2013 case. So there are some difficulties applying the
classic judicial estoppel principles.
Then you have res judicata. And I suppose -- and
collateral estoppel. And I suppose it is the offensive use
of collateral estoppel as a sword against the Furuyas in
this case, because the Association is the plaintiff in this
case, trying to use the prior adjudication.
And I am not foreclosing the possibility that
judicial estoppel may very well apply. But I did want to
note the reservation that we have multiple proceedings here.

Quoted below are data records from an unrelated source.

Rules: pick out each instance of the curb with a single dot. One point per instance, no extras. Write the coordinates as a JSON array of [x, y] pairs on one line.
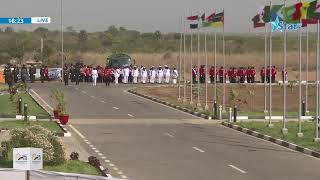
[[273, 140], [65, 133], [195, 113]]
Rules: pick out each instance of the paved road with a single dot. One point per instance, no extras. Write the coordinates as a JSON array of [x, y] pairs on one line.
[[142, 140]]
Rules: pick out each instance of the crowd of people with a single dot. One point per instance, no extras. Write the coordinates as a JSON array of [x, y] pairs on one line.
[[132, 74], [128, 74]]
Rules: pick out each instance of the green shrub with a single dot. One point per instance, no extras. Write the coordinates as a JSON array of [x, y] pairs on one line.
[[37, 137]]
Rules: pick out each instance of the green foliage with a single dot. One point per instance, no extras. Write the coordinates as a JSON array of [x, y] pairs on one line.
[[37, 137]]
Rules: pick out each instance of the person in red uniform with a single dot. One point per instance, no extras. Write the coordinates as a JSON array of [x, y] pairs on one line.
[[263, 74], [202, 73], [108, 73], [268, 74], [284, 75], [253, 75], [46, 73], [194, 74], [273, 74], [222, 74], [212, 74]]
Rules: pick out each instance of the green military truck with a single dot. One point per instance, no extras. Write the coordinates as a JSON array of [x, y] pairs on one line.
[[119, 60]]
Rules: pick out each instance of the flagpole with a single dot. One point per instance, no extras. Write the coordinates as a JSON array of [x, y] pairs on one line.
[[265, 69], [270, 125], [191, 79], [206, 69], [284, 129], [198, 68], [317, 139], [300, 134], [184, 61], [224, 68], [215, 65], [180, 59], [307, 67]]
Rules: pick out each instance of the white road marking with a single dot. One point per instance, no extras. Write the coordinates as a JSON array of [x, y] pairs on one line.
[[238, 169], [75, 130], [167, 134], [198, 149], [130, 115], [42, 99]]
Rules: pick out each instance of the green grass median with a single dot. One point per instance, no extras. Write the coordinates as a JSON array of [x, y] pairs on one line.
[[308, 129], [51, 125], [9, 108]]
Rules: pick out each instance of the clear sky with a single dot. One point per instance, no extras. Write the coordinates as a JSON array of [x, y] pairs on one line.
[[142, 15]]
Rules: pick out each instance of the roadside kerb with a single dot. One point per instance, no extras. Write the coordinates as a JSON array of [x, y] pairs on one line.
[[195, 113], [273, 140]]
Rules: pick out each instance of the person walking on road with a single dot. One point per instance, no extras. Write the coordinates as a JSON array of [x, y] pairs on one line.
[[94, 76]]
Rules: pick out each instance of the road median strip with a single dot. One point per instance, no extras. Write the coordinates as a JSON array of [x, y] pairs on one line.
[[280, 142]]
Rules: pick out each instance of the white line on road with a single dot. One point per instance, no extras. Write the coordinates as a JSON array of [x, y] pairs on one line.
[[75, 130], [198, 149], [130, 115], [167, 134], [238, 169]]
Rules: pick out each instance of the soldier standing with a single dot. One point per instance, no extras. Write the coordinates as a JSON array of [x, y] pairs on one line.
[[42, 74], [32, 71]]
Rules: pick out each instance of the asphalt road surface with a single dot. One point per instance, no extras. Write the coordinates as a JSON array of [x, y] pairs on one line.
[[142, 140]]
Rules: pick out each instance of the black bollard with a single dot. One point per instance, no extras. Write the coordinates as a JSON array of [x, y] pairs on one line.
[[235, 113], [215, 106], [303, 108], [25, 111], [20, 106]]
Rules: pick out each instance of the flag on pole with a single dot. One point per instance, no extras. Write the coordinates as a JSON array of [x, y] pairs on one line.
[[258, 19], [270, 14], [194, 21], [217, 20]]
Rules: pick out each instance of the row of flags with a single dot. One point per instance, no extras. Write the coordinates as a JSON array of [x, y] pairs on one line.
[[301, 12], [213, 20]]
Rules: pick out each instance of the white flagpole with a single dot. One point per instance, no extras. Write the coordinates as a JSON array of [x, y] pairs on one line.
[[300, 134], [184, 62], [317, 139], [224, 69], [284, 129], [265, 69], [191, 79], [270, 75], [180, 59], [198, 68], [307, 67], [215, 65]]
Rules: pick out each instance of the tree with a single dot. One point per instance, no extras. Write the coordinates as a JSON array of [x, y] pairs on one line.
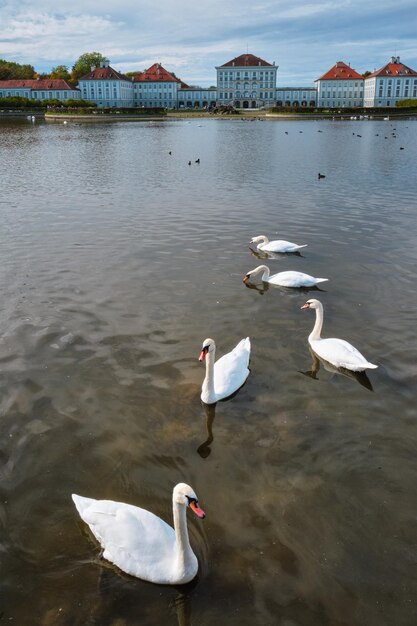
[[85, 62], [60, 71], [11, 70]]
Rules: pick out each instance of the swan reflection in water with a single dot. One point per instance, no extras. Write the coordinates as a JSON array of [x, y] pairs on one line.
[[204, 448], [263, 254], [119, 596], [263, 288], [360, 377]]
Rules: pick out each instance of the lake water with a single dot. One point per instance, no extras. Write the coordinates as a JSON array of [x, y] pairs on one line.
[[117, 260]]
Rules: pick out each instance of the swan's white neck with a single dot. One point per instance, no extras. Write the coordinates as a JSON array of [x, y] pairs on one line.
[[184, 556], [208, 394], [315, 333]]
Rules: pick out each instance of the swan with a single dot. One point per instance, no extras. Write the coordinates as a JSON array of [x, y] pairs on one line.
[[285, 279], [226, 375], [139, 542], [279, 245], [338, 352]]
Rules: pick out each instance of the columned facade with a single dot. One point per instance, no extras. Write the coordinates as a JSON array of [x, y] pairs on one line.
[[390, 84], [247, 82], [106, 88], [340, 87]]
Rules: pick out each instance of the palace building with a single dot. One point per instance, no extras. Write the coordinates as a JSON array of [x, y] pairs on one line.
[[341, 86], [393, 82], [39, 89], [247, 82]]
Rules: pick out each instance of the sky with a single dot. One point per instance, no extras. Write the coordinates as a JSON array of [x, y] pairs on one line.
[[191, 38]]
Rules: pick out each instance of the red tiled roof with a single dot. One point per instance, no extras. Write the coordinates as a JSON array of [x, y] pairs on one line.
[[155, 73], [104, 73], [247, 60], [394, 69], [340, 71], [36, 83]]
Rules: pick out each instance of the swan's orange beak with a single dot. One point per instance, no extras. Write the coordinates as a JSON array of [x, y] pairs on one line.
[[196, 509]]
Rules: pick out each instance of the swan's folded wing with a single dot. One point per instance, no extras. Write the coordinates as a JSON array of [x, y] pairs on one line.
[[134, 539], [231, 370], [340, 353]]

And I'm not seeing authority that applies judicial estoppel
to multiple or successive proceedings. So it may or may not
apply. But I'm looking at collateral estoppel, and res
judicata more particularly.
When we look at the identity of issues, I think
that you have to bear in mind the rationale behind the res
judicata or collateral estoppel doctrines. And the purpose
of the -- those doctrines are to preclude multiplicity of
litigation, et cetera. And we have two cases that are very
closely related.
(Emphasis added.) In making its ruling, the Circuit Court then
stated:
So I do believe that the question of the ownership of
the parking stalls was essential to the final judgment. It
definitely was essential to the final judgment at trial. And
even on appeal, there were enough references to at least the
bylaws, the restated bylaws, to satisfy the element of
identity of issues. And, of course, all of the other
requirements of res judicata are met as well.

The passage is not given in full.